Motorin Yuri, Marchand Virginie
UMR7365 IMoPA, Biopôle, CNRS-Lorraine University, 9 Avenue de la Forêt de Haye, 54505 Vandoeuvre-les-Nancy, France.
UMS2008 IBSLor, Biopôle, CNRS-Lorraine University-INSERM, 9 Avenue de la Forêt de Haye, 54505 Vandoeuvre-les-Nancy, France.
Genes (Basel). 2018 Dec 18;9(12):642. doi: 10.3390/genes9120642.

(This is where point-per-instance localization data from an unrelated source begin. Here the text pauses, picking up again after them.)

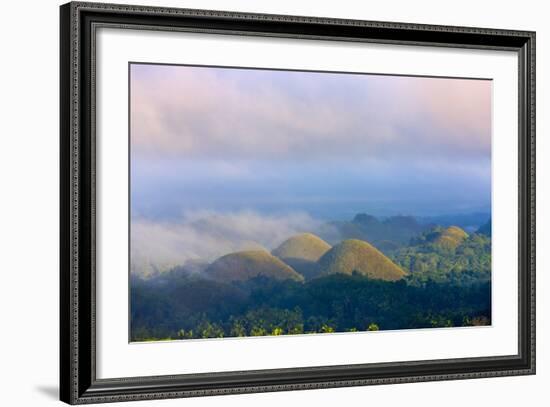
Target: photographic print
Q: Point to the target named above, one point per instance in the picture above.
(271, 202)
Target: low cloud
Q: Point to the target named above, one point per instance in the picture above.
(195, 112)
(206, 235)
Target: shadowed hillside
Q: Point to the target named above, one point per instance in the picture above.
(241, 266)
(386, 235)
(451, 237)
(359, 256)
(301, 252)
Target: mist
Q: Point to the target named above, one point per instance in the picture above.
(157, 246)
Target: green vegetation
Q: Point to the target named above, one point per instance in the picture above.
(248, 264)
(358, 256)
(301, 252)
(334, 303)
(386, 234)
(305, 246)
(442, 278)
(429, 260)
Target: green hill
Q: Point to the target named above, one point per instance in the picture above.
(304, 246)
(357, 255)
(451, 237)
(301, 252)
(241, 266)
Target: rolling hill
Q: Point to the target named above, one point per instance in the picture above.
(241, 266)
(359, 256)
(301, 252)
(305, 246)
(451, 237)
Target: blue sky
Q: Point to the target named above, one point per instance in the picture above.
(328, 145)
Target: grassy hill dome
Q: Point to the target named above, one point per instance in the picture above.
(305, 246)
(241, 266)
(451, 237)
(360, 256)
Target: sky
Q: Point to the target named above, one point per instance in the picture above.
(325, 144)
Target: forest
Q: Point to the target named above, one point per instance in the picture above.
(401, 275)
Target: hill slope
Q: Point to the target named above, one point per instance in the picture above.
(357, 255)
(241, 266)
(451, 237)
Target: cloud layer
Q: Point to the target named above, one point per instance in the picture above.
(212, 113)
(207, 235)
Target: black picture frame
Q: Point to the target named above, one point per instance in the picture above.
(78, 382)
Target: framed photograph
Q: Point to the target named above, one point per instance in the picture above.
(255, 203)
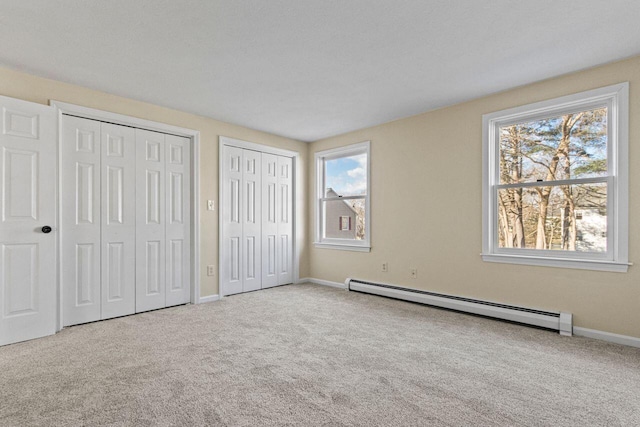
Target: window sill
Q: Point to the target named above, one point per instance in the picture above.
(612, 266)
(354, 248)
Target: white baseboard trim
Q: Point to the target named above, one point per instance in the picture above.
(209, 298)
(607, 336)
(322, 282)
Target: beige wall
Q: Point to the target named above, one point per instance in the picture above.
(23, 86)
(426, 212)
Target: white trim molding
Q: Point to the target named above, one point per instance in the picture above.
(322, 282)
(208, 298)
(615, 258)
(63, 108)
(607, 336)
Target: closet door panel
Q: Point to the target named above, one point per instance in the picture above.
(269, 220)
(231, 206)
(252, 223)
(284, 212)
(150, 220)
(118, 220)
(178, 224)
(80, 220)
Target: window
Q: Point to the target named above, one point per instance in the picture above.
(345, 223)
(342, 198)
(555, 182)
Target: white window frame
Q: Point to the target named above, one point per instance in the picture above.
(321, 157)
(616, 99)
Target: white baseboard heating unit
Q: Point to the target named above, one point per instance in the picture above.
(559, 321)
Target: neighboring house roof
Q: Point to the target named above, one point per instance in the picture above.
(331, 193)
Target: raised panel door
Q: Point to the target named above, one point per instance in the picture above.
(118, 222)
(252, 223)
(178, 224)
(284, 214)
(80, 222)
(150, 220)
(27, 203)
(269, 220)
(231, 207)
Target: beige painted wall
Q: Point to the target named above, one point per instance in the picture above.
(426, 212)
(23, 86)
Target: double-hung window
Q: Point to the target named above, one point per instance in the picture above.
(342, 198)
(555, 182)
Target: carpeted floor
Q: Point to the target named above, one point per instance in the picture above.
(311, 355)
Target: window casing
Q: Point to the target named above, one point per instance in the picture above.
(544, 176)
(342, 201)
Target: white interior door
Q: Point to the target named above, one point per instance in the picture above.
(80, 222)
(257, 220)
(269, 220)
(231, 205)
(178, 224)
(118, 220)
(150, 220)
(252, 220)
(28, 203)
(284, 201)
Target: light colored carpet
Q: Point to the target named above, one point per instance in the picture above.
(311, 355)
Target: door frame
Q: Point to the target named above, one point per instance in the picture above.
(64, 108)
(295, 159)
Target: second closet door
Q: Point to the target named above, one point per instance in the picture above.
(257, 213)
(98, 220)
(162, 220)
(125, 220)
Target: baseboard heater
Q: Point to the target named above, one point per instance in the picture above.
(558, 321)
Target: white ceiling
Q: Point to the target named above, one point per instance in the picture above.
(309, 69)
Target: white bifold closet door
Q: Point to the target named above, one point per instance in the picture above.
(277, 227)
(257, 229)
(28, 232)
(98, 220)
(125, 220)
(162, 232)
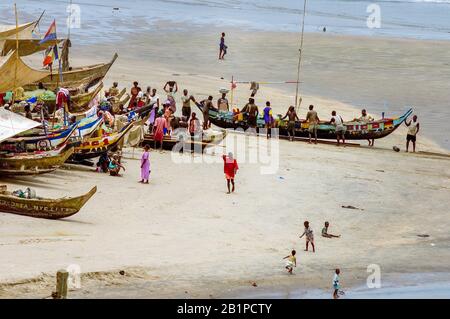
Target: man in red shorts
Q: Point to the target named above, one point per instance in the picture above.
(230, 169)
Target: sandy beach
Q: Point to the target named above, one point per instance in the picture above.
(183, 236)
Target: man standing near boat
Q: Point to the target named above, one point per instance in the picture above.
(366, 118)
(252, 112)
(230, 169)
(313, 119)
(340, 127)
(413, 129)
(186, 109)
(292, 115)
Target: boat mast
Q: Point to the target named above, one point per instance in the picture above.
(297, 102)
(17, 53)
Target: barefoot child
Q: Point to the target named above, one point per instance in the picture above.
(336, 285)
(291, 262)
(145, 165)
(115, 166)
(230, 169)
(309, 236)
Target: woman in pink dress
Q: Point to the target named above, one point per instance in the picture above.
(145, 165)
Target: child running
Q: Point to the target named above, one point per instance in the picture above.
(291, 261)
(309, 236)
(145, 165)
(336, 285)
(230, 169)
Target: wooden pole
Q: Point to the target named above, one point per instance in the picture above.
(61, 284)
(232, 91)
(17, 54)
(297, 104)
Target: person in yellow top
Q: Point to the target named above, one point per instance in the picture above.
(291, 261)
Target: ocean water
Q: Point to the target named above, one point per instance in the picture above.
(109, 19)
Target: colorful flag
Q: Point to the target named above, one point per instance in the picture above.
(51, 55)
(51, 33)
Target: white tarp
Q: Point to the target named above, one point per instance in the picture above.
(12, 124)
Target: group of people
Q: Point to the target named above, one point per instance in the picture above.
(291, 260)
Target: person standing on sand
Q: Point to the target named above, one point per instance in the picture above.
(230, 169)
(292, 115)
(336, 284)
(291, 261)
(340, 127)
(205, 106)
(309, 236)
(313, 119)
(134, 93)
(366, 118)
(145, 165)
(222, 47)
(268, 119)
(325, 232)
(413, 129)
(252, 112)
(194, 130)
(158, 131)
(222, 103)
(186, 109)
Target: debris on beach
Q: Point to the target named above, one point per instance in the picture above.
(352, 207)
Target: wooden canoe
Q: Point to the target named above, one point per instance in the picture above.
(95, 146)
(42, 207)
(35, 163)
(354, 130)
(86, 76)
(181, 142)
(79, 102)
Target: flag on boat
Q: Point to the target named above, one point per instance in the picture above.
(51, 33)
(51, 54)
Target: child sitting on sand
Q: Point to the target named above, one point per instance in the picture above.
(309, 236)
(291, 262)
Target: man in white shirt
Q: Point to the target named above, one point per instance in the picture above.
(340, 127)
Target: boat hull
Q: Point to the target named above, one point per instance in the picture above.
(87, 77)
(34, 164)
(44, 208)
(354, 130)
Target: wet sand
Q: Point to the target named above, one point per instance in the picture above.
(183, 233)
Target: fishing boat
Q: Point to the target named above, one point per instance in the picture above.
(42, 207)
(181, 141)
(39, 140)
(354, 130)
(86, 76)
(95, 146)
(78, 102)
(33, 163)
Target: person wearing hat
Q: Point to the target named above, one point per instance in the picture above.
(222, 103)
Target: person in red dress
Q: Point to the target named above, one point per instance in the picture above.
(230, 169)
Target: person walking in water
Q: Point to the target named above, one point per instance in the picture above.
(230, 169)
(145, 165)
(338, 122)
(413, 129)
(222, 48)
(309, 236)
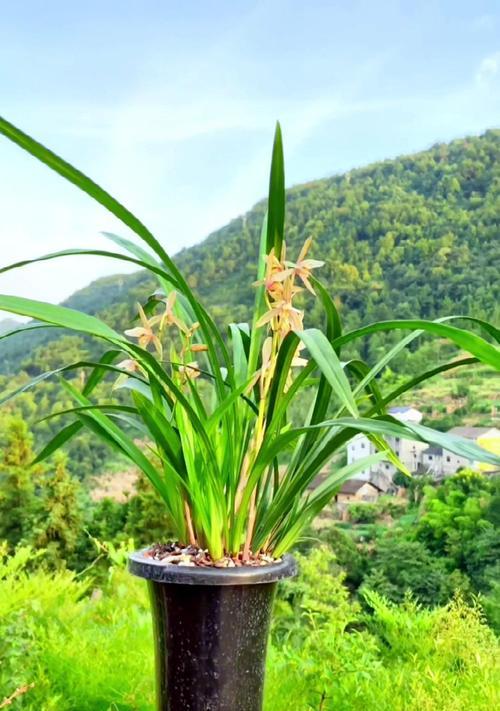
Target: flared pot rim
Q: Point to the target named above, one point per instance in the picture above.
(145, 567)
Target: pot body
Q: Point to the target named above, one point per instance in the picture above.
(211, 628)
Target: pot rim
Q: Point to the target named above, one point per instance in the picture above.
(156, 571)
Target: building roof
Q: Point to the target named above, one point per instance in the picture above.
(470, 432)
(438, 451)
(354, 485)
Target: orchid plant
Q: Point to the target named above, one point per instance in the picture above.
(212, 411)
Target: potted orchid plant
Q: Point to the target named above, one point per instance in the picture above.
(220, 447)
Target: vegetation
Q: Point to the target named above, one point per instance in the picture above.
(412, 237)
(215, 417)
(326, 651)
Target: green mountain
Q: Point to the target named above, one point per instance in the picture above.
(414, 236)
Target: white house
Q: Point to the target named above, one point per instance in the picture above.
(408, 451)
(441, 463)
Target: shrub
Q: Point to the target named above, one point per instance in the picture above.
(363, 513)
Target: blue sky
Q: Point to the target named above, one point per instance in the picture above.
(171, 106)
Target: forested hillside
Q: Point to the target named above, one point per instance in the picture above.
(414, 236)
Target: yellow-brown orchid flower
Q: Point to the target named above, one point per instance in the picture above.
(302, 267)
(168, 318)
(145, 334)
(276, 273)
(289, 318)
(189, 371)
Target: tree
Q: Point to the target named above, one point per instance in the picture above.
(400, 567)
(58, 520)
(18, 481)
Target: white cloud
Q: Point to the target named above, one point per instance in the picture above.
(488, 69)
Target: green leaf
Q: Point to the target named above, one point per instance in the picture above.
(58, 441)
(58, 316)
(276, 203)
(470, 342)
(327, 361)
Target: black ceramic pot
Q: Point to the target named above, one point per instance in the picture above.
(211, 627)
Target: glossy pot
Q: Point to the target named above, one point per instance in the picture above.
(210, 627)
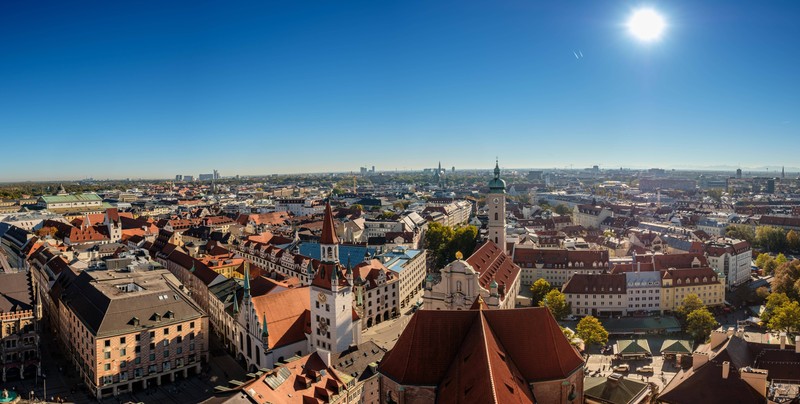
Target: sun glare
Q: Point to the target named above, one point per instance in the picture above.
(646, 25)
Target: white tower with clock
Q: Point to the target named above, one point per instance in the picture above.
(332, 328)
(496, 201)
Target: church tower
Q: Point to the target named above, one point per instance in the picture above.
(496, 201)
(332, 329)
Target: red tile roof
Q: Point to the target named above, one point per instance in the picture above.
(328, 229)
(287, 313)
(493, 264)
(530, 340)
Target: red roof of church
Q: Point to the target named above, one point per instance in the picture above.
(328, 229)
(492, 263)
(480, 354)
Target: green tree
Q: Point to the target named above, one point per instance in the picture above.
(563, 209)
(769, 267)
(556, 302)
(699, 324)
(793, 240)
(786, 318)
(762, 259)
(539, 289)
(762, 292)
(774, 301)
(690, 303)
(444, 242)
(591, 331)
(770, 238)
(741, 232)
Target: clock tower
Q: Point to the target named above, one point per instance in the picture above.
(496, 202)
(332, 329)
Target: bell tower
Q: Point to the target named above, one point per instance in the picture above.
(332, 329)
(496, 202)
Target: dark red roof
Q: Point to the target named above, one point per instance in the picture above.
(493, 264)
(328, 230)
(529, 339)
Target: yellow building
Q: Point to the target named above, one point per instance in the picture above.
(704, 282)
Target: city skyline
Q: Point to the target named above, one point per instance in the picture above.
(124, 90)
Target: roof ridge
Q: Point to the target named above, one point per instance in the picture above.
(486, 352)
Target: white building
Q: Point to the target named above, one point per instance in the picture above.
(412, 266)
(300, 206)
(644, 291)
(732, 258)
(597, 294)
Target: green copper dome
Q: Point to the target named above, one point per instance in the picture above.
(497, 185)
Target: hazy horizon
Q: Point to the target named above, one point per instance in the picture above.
(146, 90)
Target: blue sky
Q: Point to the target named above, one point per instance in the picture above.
(153, 89)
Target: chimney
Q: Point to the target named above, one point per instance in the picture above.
(756, 378)
(699, 359)
(718, 337)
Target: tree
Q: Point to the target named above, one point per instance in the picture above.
(539, 289)
(741, 232)
(762, 292)
(444, 242)
(786, 317)
(591, 331)
(556, 302)
(774, 301)
(793, 240)
(762, 259)
(770, 238)
(569, 335)
(700, 323)
(690, 303)
(787, 279)
(563, 209)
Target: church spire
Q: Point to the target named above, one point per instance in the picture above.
(247, 281)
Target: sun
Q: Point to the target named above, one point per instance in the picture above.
(646, 25)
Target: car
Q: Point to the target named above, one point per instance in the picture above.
(622, 368)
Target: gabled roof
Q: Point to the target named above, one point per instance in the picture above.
(493, 264)
(287, 313)
(530, 340)
(328, 229)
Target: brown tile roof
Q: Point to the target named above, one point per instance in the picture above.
(493, 264)
(287, 313)
(529, 339)
(15, 292)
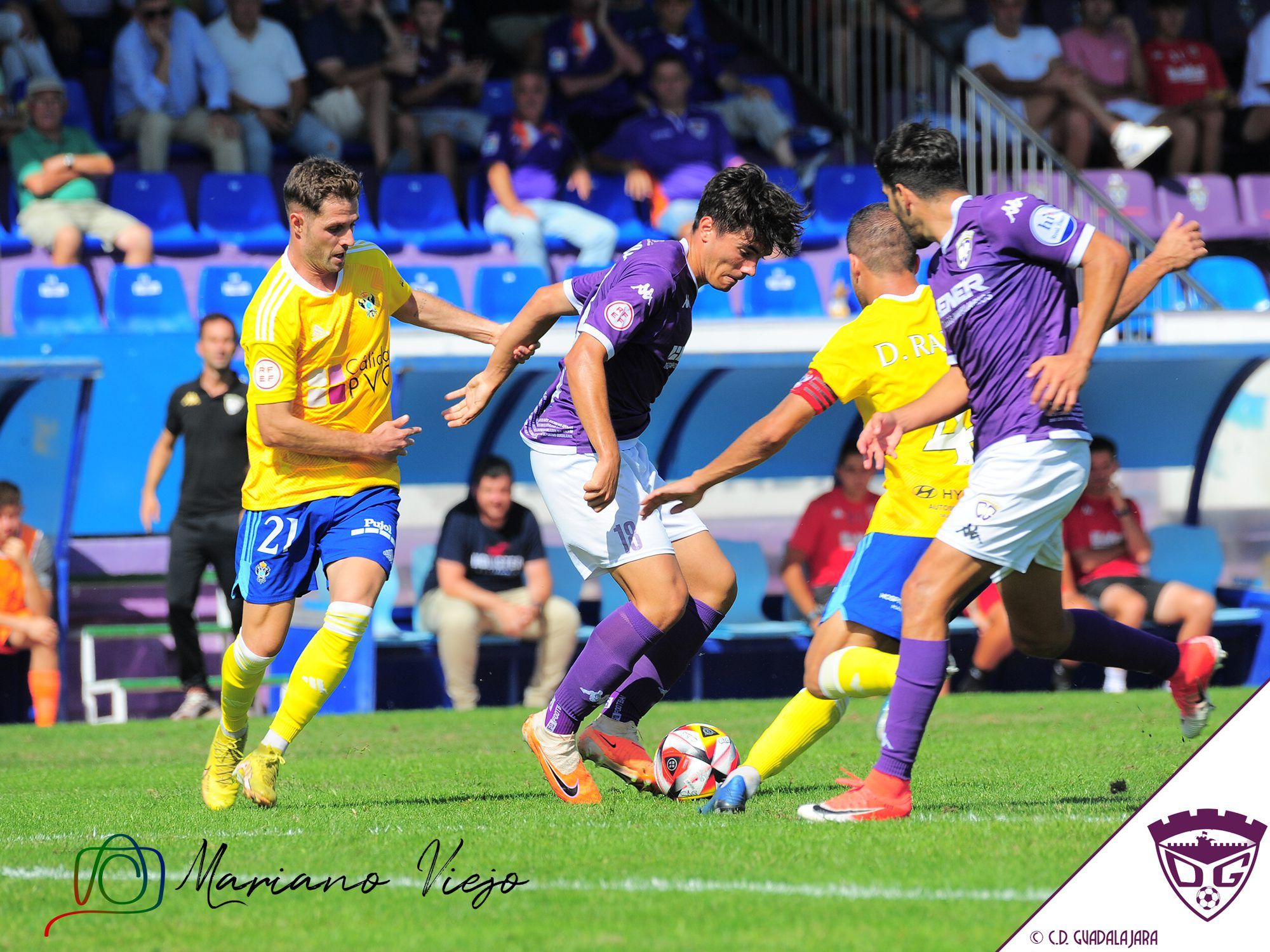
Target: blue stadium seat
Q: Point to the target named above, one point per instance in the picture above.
(12, 244)
(435, 280)
(241, 210)
(713, 303)
(817, 232)
(421, 211)
(1235, 282)
(1189, 554)
(157, 200)
(841, 191)
(57, 301)
(421, 564)
(610, 200)
(502, 291)
(478, 191)
(150, 298)
(784, 289)
(496, 98)
(780, 89)
(228, 290)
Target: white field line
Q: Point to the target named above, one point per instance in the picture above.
(658, 885)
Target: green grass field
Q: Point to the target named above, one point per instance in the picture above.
(1014, 791)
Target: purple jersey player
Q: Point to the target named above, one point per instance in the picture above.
(592, 469)
(1018, 355)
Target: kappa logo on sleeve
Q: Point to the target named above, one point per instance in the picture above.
(620, 315)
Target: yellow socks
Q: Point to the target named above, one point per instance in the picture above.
(858, 672)
(803, 722)
(46, 687)
(319, 670)
(242, 673)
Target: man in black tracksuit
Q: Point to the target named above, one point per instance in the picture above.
(211, 413)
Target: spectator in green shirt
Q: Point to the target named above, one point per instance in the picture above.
(58, 200)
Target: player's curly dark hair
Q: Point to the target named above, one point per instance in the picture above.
(925, 159)
(316, 180)
(742, 201)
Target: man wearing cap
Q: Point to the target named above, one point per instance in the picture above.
(57, 197)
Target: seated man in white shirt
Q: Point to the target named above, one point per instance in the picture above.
(267, 87)
(1026, 67)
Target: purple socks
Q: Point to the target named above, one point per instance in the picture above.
(1099, 640)
(664, 664)
(609, 657)
(919, 680)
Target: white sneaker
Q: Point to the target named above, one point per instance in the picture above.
(1116, 681)
(1135, 143)
(196, 705)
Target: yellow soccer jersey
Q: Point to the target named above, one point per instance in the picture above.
(327, 355)
(888, 357)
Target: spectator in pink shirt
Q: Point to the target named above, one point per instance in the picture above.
(1106, 50)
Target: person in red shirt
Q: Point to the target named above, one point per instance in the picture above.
(1186, 77)
(827, 536)
(1109, 550)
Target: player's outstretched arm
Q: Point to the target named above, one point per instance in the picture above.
(524, 333)
(761, 442)
(1179, 248)
(279, 428)
(1060, 378)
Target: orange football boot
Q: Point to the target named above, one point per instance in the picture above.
(878, 798)
(561, 762)
(1200, 658)
(617, 747)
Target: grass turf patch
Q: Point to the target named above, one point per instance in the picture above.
(1013, 793)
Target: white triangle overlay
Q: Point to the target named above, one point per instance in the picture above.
(1123, 889)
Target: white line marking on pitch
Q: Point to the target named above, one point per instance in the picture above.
(765, 888)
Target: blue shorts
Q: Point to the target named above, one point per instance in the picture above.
(871, 587)
(279, 549)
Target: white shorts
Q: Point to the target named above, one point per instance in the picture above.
(615, 536)
(1015, 502)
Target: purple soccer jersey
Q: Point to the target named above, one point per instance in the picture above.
(1005, 290)
(642, 312)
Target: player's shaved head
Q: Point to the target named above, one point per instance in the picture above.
(316, 180)
(877, 238)
(925, 159)
(744, 202)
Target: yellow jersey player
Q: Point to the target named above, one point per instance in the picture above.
(883, 359)
(323, 446)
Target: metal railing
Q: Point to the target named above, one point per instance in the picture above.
(876, 69)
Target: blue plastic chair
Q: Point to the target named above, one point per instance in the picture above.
(504, 291)
(241, 210)
(478, 191)
(421, 211)
(1236, 282)
(421, 564)
(229, 289)
(841, 191)
(784, 289)
(150, 298)
(435, 280)
(57, 301)
(609, 199)
(157, 200)
(1189, 554)
(817, 233)
(496, 98)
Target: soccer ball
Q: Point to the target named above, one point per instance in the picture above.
(693, 761)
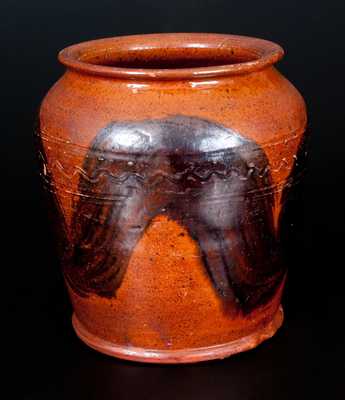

Ribose 2'-O-methylation is certainly one of the most common RNA modifications found in almost any type of cellular RNA. It decorates transfer RNAs (tRNAs), ribosomal RNAs (rRNAs), small nuclear RNAs (snRNAs) (and most probably small nucleolar RNAs, snoRNAs), as well as regulatory RNAs like microRNAs (miRNAs) and Piwi-interacting RNAs (piRNAs), and finally, eukaryotic messenger RNAs (mRNAs). Due to this exceptional widespread of RNA 2'-O-methylation, considerable efforts were made in order to precisely map these numerous modifications. Extensive studies of RNA 2'-O-methylation were also stimulated by the discovery of C/D-box snoRNA-guided machinery, which insures site-specific modification of hundreds 2'-O-methylated residues in archaeal and eukaryotic rRNAs and some other RNAs. In this brief review we discussed both traditional approaches of RNA biochemistry and also modern deep sequencing-based methods, used for detection/mapping and quantification of RNA 2'-O-methylations.
核糖2'-O-甲基化无疑是几乎在任何类型的细胞RNA中都能发现的最常见的RNA修饰之一。它修饰转运RNA(tRNA)、核糖体RNA(rRNA)、小核RNA(snRNA)(很可能还有小核仁RNA,即snoRNA),以及诸如微小RNA(miRNA)和Piwi相互作用RNA(piRNA)等调控RNA,最后还有真核生物信使RNA(mRNA)。由于RNA 2'-O-甲基化这种异常广泛的存在,人们付出了相当大的努力来精确绘制这些众多的修饰。对RNA 2'-O-甲基化的广泛研究还受到C/D盒snoRNA引导机制发现的推动,该机制确保了古细菌和真核生物rRNA以及其他一些RNA中数百个2'-O-甲基化残基的位点特异性修饰。在这篇简短的综述中,我们讨论了用于检测/绘制和定量RNA 2'-O-甲基化的RNA生物化学传统方法以及基于现代深度测序的方法。